Serving the High Plains

Gross-receipts tax impacts Trigg, Logan clinic

Commissioners voted to add renewal measure on Nov. 6 election ballot.

The administrator at Tucumcari’s hospital said the facility would be forced to cut expenses — including possibly jobs and medical services — if Quay County voters in November reject a renewal of the gross-receipt tax for the hospital.

The current one-eighth percent tax raises about $200,000 a year to help operate Dan C. Trigg Memorial Hospital. Quay County commissioners in late August voted to put the tax-renewal measure on the Nov. 6 general-election ballot.

The tax first was approved during a special election in 1987. A new state law requires the consolidation of most local elections into general elections, so the hospital tax must be decided again amid other general-election races in November.

Like other area officials who recently have urged the tax renewal’s passage, Trigg Hospital Chief Executive Dick Smith on Thursday stressed “it’s not a new tax.”

Smith said the $200,000 from the tax doesn’t seem like much for an annual expense budget of about $15 million. But he said that amount has “very effectively” supported the hospital amid a “very, very thin” budget.

Smith said if county voters reject the tax renewal, it would have repercussions on Trigg Hospital, which is operated by Albuquerque-based Presbyterian Health Services.

“We’d have to look at services, every expense we have, because the budget is very, very thin,” he said. “We budget for a break-even at that facility. Somewhere, we would have to make that (shortfall) up.”

When asked whether such cutbacks would include layoffs, Smith said “those are one of the things you don’t like to think about,” but he acknowledged that possibility.

He said Trigg Hospital employs 89 people and is the second-biggest employer in Quay County.

Smith said the tax benefits the hospital’s primary-care clinic in Logan, as well.

If the tax vote fails, any cutbacks would affect vital medical services, he said. Like many rural hospitals, Trigg over the years has seen several of its services discontinued or consolidated to bigger-population centers in Albuquerque, Amarillo, Lubbock or Clovis.
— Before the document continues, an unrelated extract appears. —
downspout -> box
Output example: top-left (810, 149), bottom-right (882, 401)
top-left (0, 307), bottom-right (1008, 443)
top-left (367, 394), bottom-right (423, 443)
What remains in Tucumcari includes an emergency room, a primary-care clinic, radiology, a laboratory, outpatient behavioral health programs for senior adults and hospice care.

“It’s important we look at health-care investment in our communities, because it’s getting harder and harder,” Smith added. “Reimbursements are going down; expenses are going up.”

District 1 county commissioner Sue Dowell, who’s lived in Quay County much of her life, said residents historically have supported the hospital tax “wholeheartedly.”

“People realized how vital it is to the county,” she said.

Compared to special elections, Dowell said general elections tend to bring out more voters resistant to tax votes.

Adding to the complication is the November ballot contains seven questions, including six from the state, according to Quay County chief deputy clerk Veronica Marez.

“My concern is it’s important we communicate to more people what this question is and what they’re voting on is to support the hospital,” Dowell said.

Smith said he was optimistic the tax measure would pass in November.

“My sense is that (the tax renewal) is pretty positive,” he said. “People understand the cost benefit of this.”

Smith said local support for the tax is boosted by the fact a “substantial” amount of it comes from revenue generated by tourists.

“You see a lot of out-of-state plates at our hotels and restaurants,” he said.